As the first step in the decommissioning of sasCommunity.org the site has been converted to read-only mode.


Here are some tips for How to share your SAS knowledge with your professional network.


Difference between revisions of "Cardinality Ratio"

From sasCommunity
Jump to: navigation, search
m (added Category: Papers by R Fehd)
m (References fixed broken link to paper 299-2013.pdf)
Line 492: Line 492:
 
== References ==
 
== References ==
  
* [http://support.sas.com/resources/papers/proceedings13/299-2013.pdf| SGF-2013.299: Data Review Information: N-Levels or Cardinality Ratio]
+
* [http://support.sas.com/resources/papers/proceedings13/299-2013.pdf SGF-2013.299: Data Review Information: N-Levels or Cardinality Ratio]
 
* [[Database_Vocabulary]]
 
* [[Database_Vocabulary]]
 
* originally developed in [[SmryEachVar_A_Data_Review_Suite]]
 
* originally developed in [[SmryEachVar_A_Data_Review_Suite]]

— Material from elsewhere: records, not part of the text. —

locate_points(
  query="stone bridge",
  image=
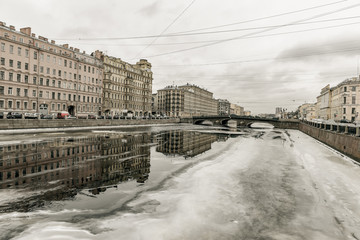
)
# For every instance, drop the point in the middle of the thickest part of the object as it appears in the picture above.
(243, 121)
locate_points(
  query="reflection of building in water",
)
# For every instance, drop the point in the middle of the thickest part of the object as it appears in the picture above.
(57, 169)
(128, 158)
(187, 144)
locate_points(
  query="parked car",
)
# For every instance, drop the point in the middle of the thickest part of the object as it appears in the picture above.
(30, 116)
(345, 121)
(13, 115)
(62, 115)
(47, 116)
(70, 117)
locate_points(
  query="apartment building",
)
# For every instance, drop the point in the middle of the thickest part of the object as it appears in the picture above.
(307, 111)
(223, 107)
(323, 104)
(346, 100)
(36, 75)
(127, 87)
(186, 101)
(236, 109)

Revision as of 15:19, 14 June 2013

Tiny Url: http://tinyurl.com/5grpgn

The Cardinality of a variable is the ratio of the number of rows of the frequency data set divided by the number of rows of the data set. It is a Pure Number, because it has no units.

http://en.wikipedia.org/wiki/Dimensionless

Characteristics

  • The range is (0,...,1]; cannot be zero and can be one.
    • Explanation: There is at least one value for a variable: character = ' ' and numeric = .; therefore the range is 1/nobs : nobs/nobs.
  • If the Cardinality Ratio is one then the variable is unique, and probably a Primary Key or Row Identifier.
  • The distribution of values for variables in a data has two groups: each near the extreme values of near zero and near one.
  • Values in the left group, near zero, are usually Foreign Keys; you expect a Dimension (LookUp) Table, with the variable name
  • Values in the right group, near one, are probably continuous.
    • In a Fact Table, numeric variables are probably facts.
    • Note: Row-Id in a Fact Table may be an integer: length = 4; if its length is 8, then it may be a datetime-stamp.

Usage in Data Review

The Cardinality Ratio of variables in a data set highlights this information:

  1. Primary Key: Row-Id, Row-Nmbr, Sequence-Nmbr: a unique variable, usually an integer (length = 4), which identifies each row.
  2. Foreign Key: Variables with low cardinality.
  3. Facts: variables with high cardinality.

Note: this value is calculated by the data review suite: SmryEachVar http://www.sascommunity.org/wiki/SmryEachVar_A_Data_Review_Suite

Examples

Program: Proc Freq Nlevels

This programs illustrates the Nlevels option in Proc Freq.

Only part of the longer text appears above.